25 avr, 2010 | Par | Rubrique : No comments

A – Rendez les perdiems aux confrères !

Beaucoup de confrères ont constaté lors de la longue nuit qui a consacré la désignation du candidat unique que des habitudes nauséabondes ont la vie dure dans l’entourage du Petit Mussolini de la ville au multiple noms. Après avoir passé des heures à attendre l’événement, il était normal que « le communiqué final » soit bien prononcé. Mais quelques jours seulement après cet acte, des langues se font entendre pour affirmer que le perdiem distribué avait été amputé de 50%. C’est vraiment dommage mais surtout inutile qu’à un début d’une campagne rude et réservant plusieurs incertitudes que les fideles de cet habitué aux élections générales ne comprennent pas qu’il est venu un moment où il faut cacher les vielles et vilaines habitudes qui ont cours dans leur milieu. Il est tant souhaité que cet entourage qui croit vraiment à « leur » victoire accepte de « libérer » entièrement ce qui devra chaque fois revenir aux hommes de la plume, du micro et de la caméra. A défaut de mettre au pas son entourage chargé de s’occuper de ces hommes-là, le Petit Mussolini risque d’avoir des surprises désagréables. Pourtant, on dénombre des confrères au sein de cet entourage qui malheureusement ne veulent pas se discipliner face à l’argent des journalistes. La route semble courte mais sérieusement douloureuse à parcourir et il ne sera pas bienséant que les confrères arrivent à se braquer contre un tel candidat rien qu’à cause de la gourmandise de quelques brebis vachement galeuses qui sont positionnées dans le dispositif de l’homme de la situation.

B – L’âge d’or chez les disciples de St Mathieu

De mémoire de connaisseur cela fait plusieurs décennies que l’on a observé ce qui se déroule actuellement.

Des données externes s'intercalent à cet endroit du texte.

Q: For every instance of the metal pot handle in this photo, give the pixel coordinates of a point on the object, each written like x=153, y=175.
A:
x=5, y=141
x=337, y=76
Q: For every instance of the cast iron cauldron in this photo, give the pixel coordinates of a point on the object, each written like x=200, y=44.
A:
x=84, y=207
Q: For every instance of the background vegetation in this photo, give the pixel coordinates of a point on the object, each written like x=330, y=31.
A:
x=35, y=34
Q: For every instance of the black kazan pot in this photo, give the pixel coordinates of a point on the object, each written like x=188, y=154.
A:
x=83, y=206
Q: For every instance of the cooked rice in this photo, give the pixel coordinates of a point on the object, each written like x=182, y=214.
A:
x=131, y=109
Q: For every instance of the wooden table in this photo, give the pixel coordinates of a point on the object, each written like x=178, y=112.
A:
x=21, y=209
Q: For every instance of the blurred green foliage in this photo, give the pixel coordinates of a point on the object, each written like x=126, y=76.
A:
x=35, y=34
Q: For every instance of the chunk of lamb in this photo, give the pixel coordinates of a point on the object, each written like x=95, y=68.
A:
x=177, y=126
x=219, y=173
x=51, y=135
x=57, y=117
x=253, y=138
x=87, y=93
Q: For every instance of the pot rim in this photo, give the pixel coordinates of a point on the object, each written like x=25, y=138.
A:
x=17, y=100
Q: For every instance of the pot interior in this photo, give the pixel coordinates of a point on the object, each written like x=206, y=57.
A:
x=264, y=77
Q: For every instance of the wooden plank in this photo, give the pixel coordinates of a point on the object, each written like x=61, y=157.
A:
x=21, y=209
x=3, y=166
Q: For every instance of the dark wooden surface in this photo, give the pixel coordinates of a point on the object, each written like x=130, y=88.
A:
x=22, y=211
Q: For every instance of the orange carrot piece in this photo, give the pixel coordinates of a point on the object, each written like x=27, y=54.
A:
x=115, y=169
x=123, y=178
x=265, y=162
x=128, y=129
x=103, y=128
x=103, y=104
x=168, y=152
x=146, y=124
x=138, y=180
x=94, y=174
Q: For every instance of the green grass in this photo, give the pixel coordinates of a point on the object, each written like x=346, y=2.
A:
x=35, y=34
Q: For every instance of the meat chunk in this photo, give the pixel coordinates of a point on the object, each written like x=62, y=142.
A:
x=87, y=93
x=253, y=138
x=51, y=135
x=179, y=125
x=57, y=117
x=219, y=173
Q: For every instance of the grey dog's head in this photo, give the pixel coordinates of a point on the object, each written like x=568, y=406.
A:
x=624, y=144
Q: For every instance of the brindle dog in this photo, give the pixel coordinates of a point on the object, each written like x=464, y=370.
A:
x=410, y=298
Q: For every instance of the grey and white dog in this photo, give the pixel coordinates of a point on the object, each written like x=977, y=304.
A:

Livrés à eux-mêmes grâce à la corruption du numéro trois du régime, ces fonctionnaires ne se font aucun souci à s’en mettre plein les poches. Tellement coupé des réalités de ce milieu, le Raïs n’a pris aucune précaution avant de leur livrer le filon de l’heure. En accompagnant les épaves venues outre méditerranée ou outre atlantique, ces fonctionnaires d’un genre singulier ont compris qu’il ne fallait jamais manquer cette opportunité qu’aucun autre chef ne leur accordera. D’où une folle course à la fortune. Même leur actuel patron à qui l’un de ses propres rejetons a volé une somme colossale n’en pleure plus. Il fait un cent mètres plats pour récupérer l’argent perdu. Pour ce faire, tous les coups sont permis et seul le bien collectif est lésé. Son parrain qui est le numéro trois du régime veille au grain pour avoir l’assurance d’encaisser chaque semaine sa manne. D’ailleurs, son style de vie a complètement changé y compris son physique qui est passé du simple au double il y a moins de cinq ans. Bref, la maison de St Mathieu assèche les caisses publiques au profit de quelques privilégiés. Dès lors, personne ne peut donner de leçon à qui que cela soit. C’est ce qui amène de plus jeunes recrutés à s’enrichir vite et s’offrir le plaisir de l’exhiber. A quelques mois du grand bilan, le fameux guichet unique se fait désirer et personne n’en parle plus car la situation actuelle arrange les affaires de tout le monde. Seul perdant : notre colonel victime du dépôt. Même tous ceux qui impliqués dans l’affaire baptisée Axe-Porga sont aujourd’hui réhabilités. Ainsi va la vie.